An interactive installation between dance
Hyperchoreography is a six-screen interactive video installation. You can activate and control the video of the six dancers in the work with your own body movements. You can become a dancer or even a choreographer of the work, experiencing the limitless joy of dancing and dance-making. Hyperchoreography is an exciting and thought-provoking experience that gives you an insight into the art of choreography and screendance.
Hyperchoreography is a new installation conceived by screendance artists Simon Fildes and Katrina McPherson from the award-winning Scottish independent production company Goat. The art-work has been created in collaboration with the internationally acclaimed Tibetan choreographer Sang Jijia, the veteran music producer Dickson Dee, six outstanding dancers and local creative, LazyAnt.
When Simon Fildes and Katrina McPherson, of the Scottish production company Goat Media, collaborated with choreographer Sang Jijia in 2010, it was a kind of blind date set up by Hong Kong’s City Contemporary Dance Company and Glasgow’s Dance House.
Although they barely knew each other, they spent five days working together in a village hall in the highlands of Scotland.
What was supposed to be a research project turned into There Is a Place, a short dance film that was so well received at its international screenings that its creators decided to team up once again.
The shooting of the new work took place in July 2013 at the HKICC Lee Shau Kee School of Creativity, with six local freelance dancers.
Post-production was carried out in collaboration with composer Dickson Dee, a long-term artistic partner of Sang, and Christopher Lee and William Wong of the newly established organisation LazyAnt, which specialises in interactive experience design and production services.
The resulting piece, titled Hyperchoreography, is an interactive digital installation inspired by the concept of hypertext, where the sequence in a work can be altered by user interaction with its collection of hyperlinked moving images. It will be presented at the sixth edition of the Jumping Frames International Dance Video Festival.

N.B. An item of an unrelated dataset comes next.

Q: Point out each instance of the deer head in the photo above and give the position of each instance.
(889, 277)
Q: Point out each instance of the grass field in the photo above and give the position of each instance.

With an array of motion sensors that detect the visitors’ positions and gestures, the installation shows pre-recorded videos of six solo dancers who seemingly respond in real time to the movement of the audience in front of the six screens.
” Hyperchoreography is a non-linear dance performance ‘space’ that exists in an interactive, networked medium,” says Fildes, who calls himself and McPherson “screendance artists”.
“The elements are put in place by the creators, but the shape of the work is decided by the user at the moment of interaction. We were also influenced by [choreographer] Merce Cunningham and John Cage, who used the I Ching to determine interchangeable segments of choreographies,” he adds.
Producer Raymond Wong, of City Contemporary Dance Company, says the performance represents Jumping Frames’ first attempt to encourage audience engagement outside a traditional theatre setting.
“Dance can be promoted to the community with interactive technology and, that way, people who haven’t attended screenings or performances before can get involved.”
” Hyperchoreography has drawn interest from overseas museums and performing arts centres, and we are lining up a touring exhibition after its premiere in Hong Kong,” Wong adds. “It’s also a good way to publicise Hong Kong artists.”